31
de março de 2013 | N° 17388
MARTHA
MEDEIROS
Na parede
Existem
diversas maneiras de se conhecer uma pessoa, não só através do que ela diz, mas
também através de seus gostos, atitudes, preferências, escolhas. Por exemplo,
uma das maneiras de sermos traduzidos é avaliarem o que penduramos na parede. O
que as suas paredes revelam sobre você?
Lembro
do quarto da minha infância. Na parede atrás da cama havia o quadro de uma
menininha de tranças, com as palmas das mãos unidas, rezando ao lado do seu
gatinho. Não era escolha minha, mas eu não desgostava, era uma imagem que me
transmitia conforto e segurança. Aí veio a adolescência, e a menininha rezando
foi trocada por um pôster do David Cassidy. Começava ali a manifestação pessoal
das minhas transformações internas.
Assim
que minhas filhas tiveram seus próprios quartos, permiti que usassem as paredes
como preferissem. A casa é dos pais, mas o quarto é território de livre expressão,
onde seu ocupante começa a criar o quebra-cabeça da sua identidade.
Circulam
por suas paredes cartazes de shows, fotos de amigos, desenhos de próprio punho,
cartões-postais. Aliás, cartões-postais é uma paixão familiar: no meu escritório,
emoldurei dezenas deles reunidos.
Nenhum
com imagens de cidades, nada de paisagens convencionais – são cartões artísticos
que trazem propagandas de filmes, fotos em preto e branco, estímulos visuais os
mais variados.
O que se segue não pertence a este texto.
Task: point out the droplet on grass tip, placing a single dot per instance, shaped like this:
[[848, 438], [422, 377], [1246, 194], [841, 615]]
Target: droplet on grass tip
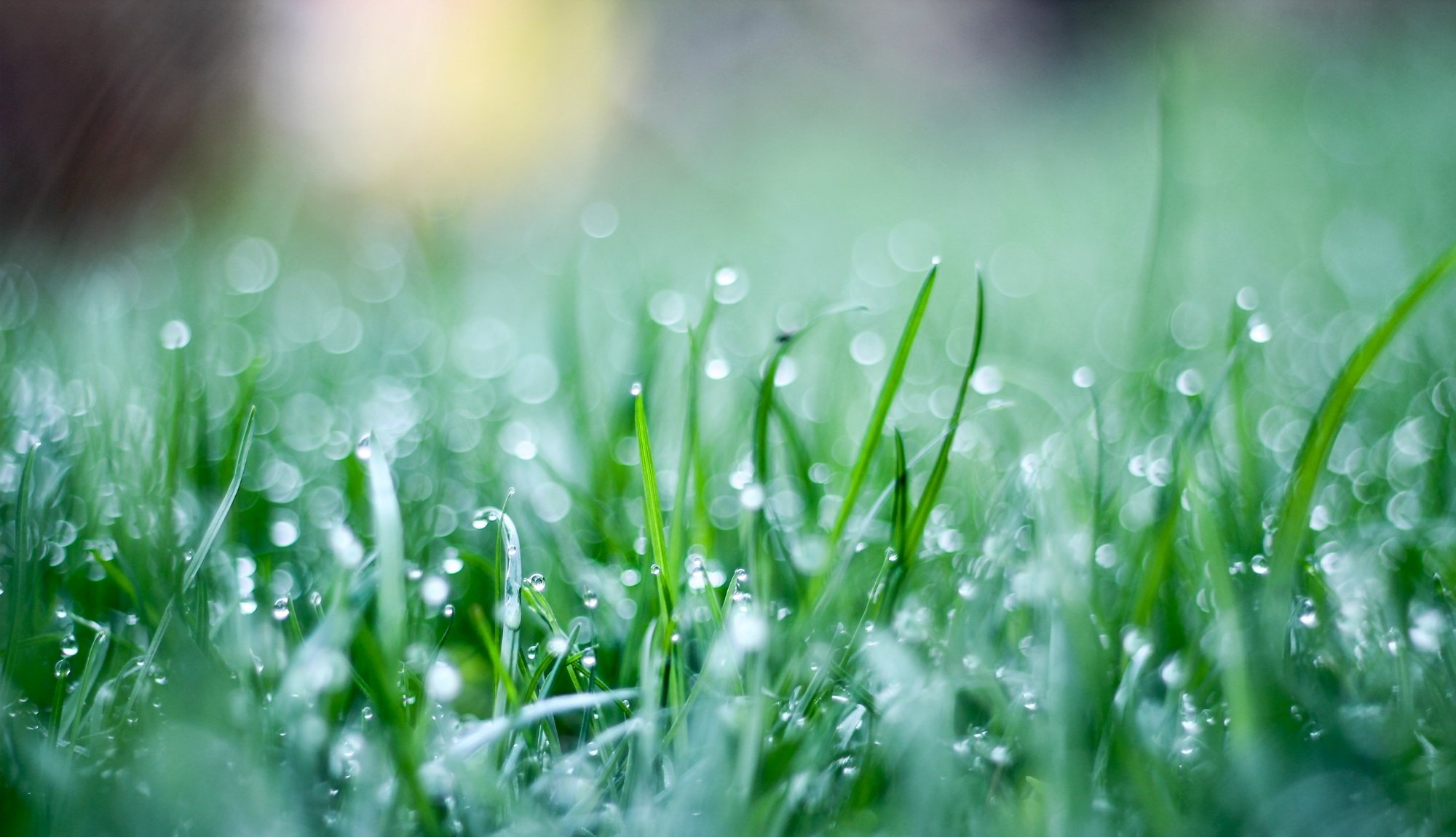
[[435, 590], [443, 682], [1190, 384], [175, 336]]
Cada um desses cartões reflete as coisas que amo: cinema, música,
poesia, humor, erotismo, cotidiano. Um caleidoscópio estimulante e que me situa
– olho para eles e me sinto em casa, mesmo.
Pessoas
usam as paredes para pendurar calendários, relógios, fotos de família,
espelhos, objetos trazidos de viagens, mandalas, telas de seus pintores
preferidos, imagens ligadas ao esporte, tudo que traga substância e prazer para
conduzir os dias.
Ou
mantém as paredes nuas, que também é uma forma de expressão – o minimalismo
comunica tanto quanto. A parede é o antepassado do Facebook, só que é uma página
mais íntima e acolhedora: apenas têm acesso aqueles que fazem parte do nosso
universo real, off-line.
Desperdício
é quando a parede é utilizada com um fim apenas decorativo, sem nenhuma
sintonia com os sentimentos e com a identidade do morador. O uso das paredes de
forma protocolar, burocrática, torna a casa mais triste do que alegre, por
total falta de inspiração do proprietário.
Use
suas paredes. Troque as cores de vez em quando. Mude os quadros de lugar. Crie
os seus. Invente moda. Acabo de encomendar com o superdiretor de arte Moisés
Bettim uma tela que traz Woody Allen pintado ao estilo Andy Warhol – viva a pop
art. Onde pendurarei?
Sei
lá: na sala, no quarto, no banheiro, na cozinha, na sacada ou possivelmente no
nicho que me serve de escritório – os cartões-postais hão de gostar da
companhia. E a casa, preenchida de uma atmosfera tão diversa, habitada por
tantos apelos e referências, ficará ainda mais parecida comigo.